The point about land prices rising with rising populations makes a lot of sense to me. So, as a real estate investor one wants to be in places where the population is still increasing, and well, West Africa might be the region in the world with the highest population growth rates, and where the peak population point is furthest into the future.
Still, one has to recognise differences within countries and regions. Japan is maybe the country in the world where the population is decreasing the most, and on top of that, there is very little immigration. Nevertheless, the city of Tokyo is expanding being a great place to live and work, attracting people from the rest of Japan and to a lesser extent from the rest of the world.
So, over say a 50 year period, is Tokyo a better place for a real estate investment than Abidjan, the commercial capital of the Ivory Coast?
Tokyo is probably going to continue being a safer, cleaner and a generally wealthier city than Abidjan in 50 years, and an apartment in central Tokyo is probably still going to be more expensive than an apartment in central Abidjan. But my bet would be that the apartment in Abidjan is going to appreciate much more than the Tokyo apartment – due to demographic trends. Even if international migration to Tokyo (or any other developed world city) increases greatly, it just cannot match the population growth of Abidjan over the next 50 years.
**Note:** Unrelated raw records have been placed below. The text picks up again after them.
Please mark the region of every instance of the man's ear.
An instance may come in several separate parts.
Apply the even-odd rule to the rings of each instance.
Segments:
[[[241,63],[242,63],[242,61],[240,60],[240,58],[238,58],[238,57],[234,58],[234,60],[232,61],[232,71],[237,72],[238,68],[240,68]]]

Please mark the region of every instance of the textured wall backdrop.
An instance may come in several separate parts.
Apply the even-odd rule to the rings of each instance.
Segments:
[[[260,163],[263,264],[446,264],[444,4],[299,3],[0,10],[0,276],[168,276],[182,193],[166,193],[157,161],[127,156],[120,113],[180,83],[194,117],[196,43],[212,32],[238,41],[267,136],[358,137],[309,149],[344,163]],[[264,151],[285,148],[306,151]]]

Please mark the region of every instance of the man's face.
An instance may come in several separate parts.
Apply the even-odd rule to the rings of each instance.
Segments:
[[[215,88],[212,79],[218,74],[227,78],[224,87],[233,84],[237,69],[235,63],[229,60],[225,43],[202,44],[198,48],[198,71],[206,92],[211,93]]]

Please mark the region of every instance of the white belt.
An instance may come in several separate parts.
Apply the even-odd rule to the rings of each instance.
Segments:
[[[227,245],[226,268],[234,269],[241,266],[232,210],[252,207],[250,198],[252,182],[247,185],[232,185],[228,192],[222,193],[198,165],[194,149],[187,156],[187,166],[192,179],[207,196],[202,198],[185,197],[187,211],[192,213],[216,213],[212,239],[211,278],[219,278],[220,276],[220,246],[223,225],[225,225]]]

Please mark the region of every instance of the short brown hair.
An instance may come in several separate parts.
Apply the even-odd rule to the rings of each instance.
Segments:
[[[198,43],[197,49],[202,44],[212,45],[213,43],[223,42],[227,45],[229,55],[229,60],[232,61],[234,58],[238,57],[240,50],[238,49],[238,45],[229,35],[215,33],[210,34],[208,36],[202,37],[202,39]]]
Q: You predict the rise of countries like Turkey, Mexico, and Poland in coming decades. What do businesses do with this sort of information now?
Companies need to be looking 20 or 30 years into the future for their investments. That will cause them to identify opportunities that most people think are preposterous, but if you look at countries as if they were companies, rising and falling, you want to identify not those who have already reached the top, where the herd is, but those that are beginning to emerge.
The time to have invested in Germany was in 1950. The time to have invested in China was 1975 or 1980. We speak about 30 or 40 years of emergence. That appears to be a very long time, but in 1975 China would have been a very interesting country to invest in. That was 35 years ago.
Q: Do businesses just need to assume that major political upheaval might render their investments completely valueless?
That’s always a possibility. In fact, it’s common. I mean, one of the things that interests me about business leaders is that they regard political events as black swans, yet if we look at the past century, the exceptional events have been the major definers of the international system. The Great Depression had far more to do with the First World War than it had to do with any decision the Fed made.
It’s extremely important to understand two things. Geopolitical events are a constant shaper of the business environment. And these events have a degree of predictability. The only certain erroneous assumption is to think that geopolitical events will not reshape the marketplace dramatically in the course of an investment. It always does.
In the 20th century, 17% of the time, the United States was involved in a major multidivisional war. So far in the 21st century it’s been almost 100% of the time. You don’t have the option of pretending that the only issues are business and market issues, because both of them are constantly being shaped and reshaped by political and geopolitical forces. Any investment made right now in the financial community is heavily dependent on the political process. An investment made in the energy industry is heavily dependent on geopolitical processes. So the option of not taking these into account just isn’t there.
Looking at the Ivory Coast it’s pretty hard to disregard political events as pretty dramatic ones have come in plentiful over the last dozen years. My take on it is that yes, political events are going to continue to shape the marketplace, and right now things are beaten down by negative political events (eg no tourism). Future political events might be positive, or negative, and one has to follow Ivorian politics, attempt to foresee what’s likely to happen, and adapt to any politically induced changes, which in a worst case scenario would mean to leave everything and get the hell out.
The only building standing in central Hiroshima after the atomic bomb strike in 1945.